I’ve seen this movie before. It starred Edmund Muskie, George McGovern, and ended very badly.
Anyone who claims that there’s no difference between Hillary and the Republicans needs to take a remedial reading course. As a matter of fact, Hillary and Bernie share strikingly similar positions on issues. Unlike every single Republican candidate, they both believe in human acerbated climate change, higher taxes for the wealthy, abortion rights, free community college, diplomatic engagement as opposed to war, etc.
In addition, they both see government as a positive force rather than an anathema. The disheartening news is that neither is going to be able to get legislation through a Congress in which Republicans control both houses. So the contest between them boils down to a choice between someone less liberal and Machiavellian but deeply schooled in international relations to one who is more liberal and principled but seemingly clueless when it comes to foreign affairs.
Unfortunately, I sense a sort of bandwagon effect going on with Bernie among younger voters who are starting to vilify Hillary in Facebook posts.

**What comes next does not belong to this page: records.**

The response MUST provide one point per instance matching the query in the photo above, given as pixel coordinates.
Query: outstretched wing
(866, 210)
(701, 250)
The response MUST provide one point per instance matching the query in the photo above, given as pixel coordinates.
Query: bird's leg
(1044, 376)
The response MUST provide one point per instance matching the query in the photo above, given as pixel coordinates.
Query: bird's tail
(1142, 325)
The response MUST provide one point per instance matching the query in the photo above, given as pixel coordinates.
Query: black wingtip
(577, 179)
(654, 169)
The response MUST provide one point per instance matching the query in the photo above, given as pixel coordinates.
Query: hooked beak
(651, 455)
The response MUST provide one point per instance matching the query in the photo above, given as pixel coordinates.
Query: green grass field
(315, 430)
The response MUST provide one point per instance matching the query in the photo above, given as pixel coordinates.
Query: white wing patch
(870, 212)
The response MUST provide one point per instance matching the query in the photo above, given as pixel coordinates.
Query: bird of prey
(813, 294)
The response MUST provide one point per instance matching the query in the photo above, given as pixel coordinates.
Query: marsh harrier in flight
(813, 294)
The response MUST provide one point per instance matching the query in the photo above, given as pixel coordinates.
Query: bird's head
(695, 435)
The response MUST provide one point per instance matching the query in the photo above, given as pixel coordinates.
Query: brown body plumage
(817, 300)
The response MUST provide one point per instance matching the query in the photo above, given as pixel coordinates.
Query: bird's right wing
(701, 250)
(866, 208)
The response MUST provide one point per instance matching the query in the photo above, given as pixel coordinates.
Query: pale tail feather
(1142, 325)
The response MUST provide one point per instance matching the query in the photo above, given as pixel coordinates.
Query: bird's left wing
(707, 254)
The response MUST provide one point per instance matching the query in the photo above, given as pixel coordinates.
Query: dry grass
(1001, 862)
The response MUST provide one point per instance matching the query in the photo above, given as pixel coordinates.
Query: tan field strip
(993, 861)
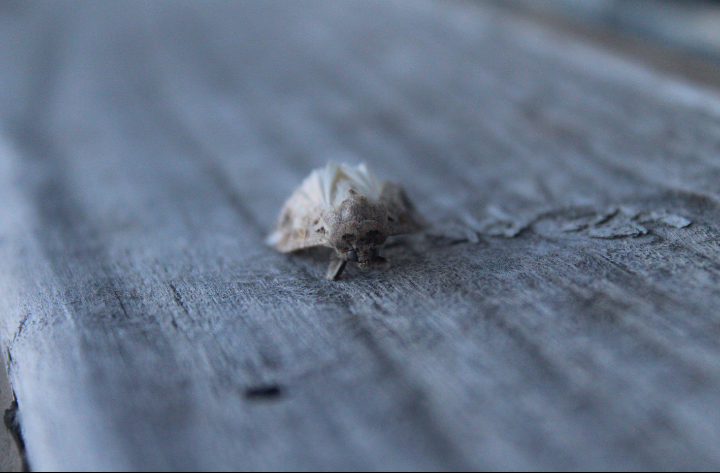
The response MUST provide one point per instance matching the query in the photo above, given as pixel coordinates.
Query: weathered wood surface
(561, 313)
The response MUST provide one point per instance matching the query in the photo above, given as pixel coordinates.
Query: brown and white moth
(345, 208)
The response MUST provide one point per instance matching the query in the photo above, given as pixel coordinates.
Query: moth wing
(402, 216)
(301, 224)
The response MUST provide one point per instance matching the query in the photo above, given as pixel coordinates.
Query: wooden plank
(561, 313)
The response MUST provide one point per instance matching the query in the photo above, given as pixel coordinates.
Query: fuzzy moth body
(347, 209)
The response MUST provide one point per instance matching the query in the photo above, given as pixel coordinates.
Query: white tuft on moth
(347, 209)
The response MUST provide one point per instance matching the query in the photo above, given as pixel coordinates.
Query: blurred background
(680, 36)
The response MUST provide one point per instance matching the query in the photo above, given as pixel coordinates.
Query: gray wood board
(562, 311)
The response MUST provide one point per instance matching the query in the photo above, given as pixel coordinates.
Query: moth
(347, 209)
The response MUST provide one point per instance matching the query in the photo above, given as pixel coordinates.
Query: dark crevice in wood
(270, 392)
(11, 420)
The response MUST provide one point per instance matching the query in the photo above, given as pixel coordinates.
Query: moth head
(359, 230)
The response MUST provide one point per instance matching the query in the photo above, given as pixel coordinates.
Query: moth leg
(335, 268)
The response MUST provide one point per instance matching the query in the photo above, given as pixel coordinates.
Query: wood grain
(561, 313)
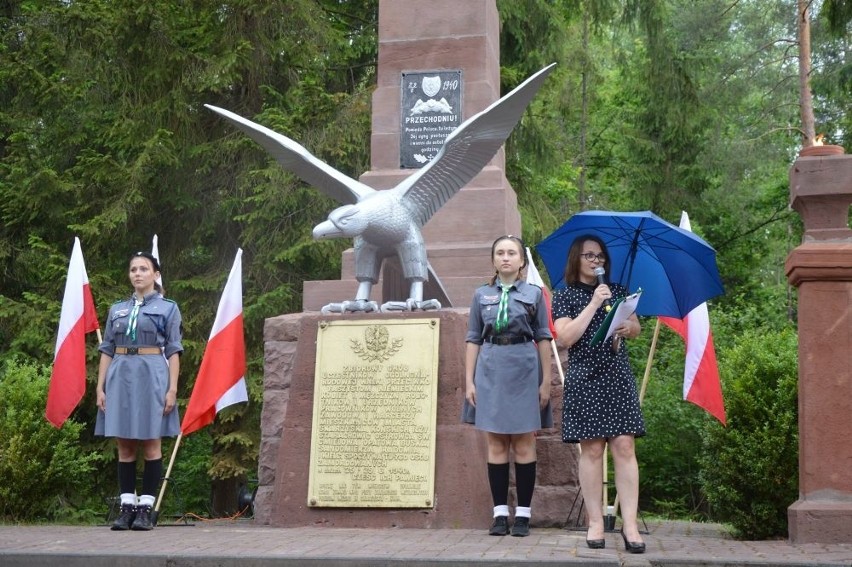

I witnessed the same sort of vibe with McGovern back in the day, i.e., being for McGovern was cool, and that if you weren’t, you would be banished to Squaresville by your hippie peers.
Immune to Bernie’s charisma, I opt for pragmatism over cult of personality when the bottom line tells me that a Sanders presidency means no meaningful implementation of his agenda. His purview is narrow, almost exclusively domestic, so I don’t trust him as a vigorous analytical surveyor of the incredibly complicated issues of international diplomacy. But most importantly, his chances of actually garnering 270 electoral votes are nil.
Even if he were elected, Bernie Sanders was born before the attack on Pearl Harbor — imagine the equivalent of a Pearl-Harbor cyber attack, some North Korean master sabotage of our collective computer systems.
Whom would you rather see in charge, Bernie or Hillary?
The stakes are Himalayan in this election: No matter what happens in the presidential contest, Republicans will continue to control both houses of Congress, and with a Republican president and a conservative majority on the Supreme Court, no telling what might be in store – gigantic tax cuts for the very richest, the privatization of Medicare, an escalation of everything Bernie Sanders detests.
Cast a colder eye, millennials.
 Which, by the way, is 600k more than his Marco Rubio’s. Hmmm.
 Although Sanders promises to break up the “big banks” via executive action, this claim has been met with doubt from both the right and left. Here’s Matthew’s Yglesias’s take.
 Imagine the negative Republican commercials.
 By the way, I nailed the electoral vote counts in a prediction on September 14th before the last election, so I do possess a smidgen of credibility here.
 Though nowadays, the Republican Party has moved so far rightward that “mainstream’ Jeb Bush makes Nixon look like Leon Trotsky in comparison.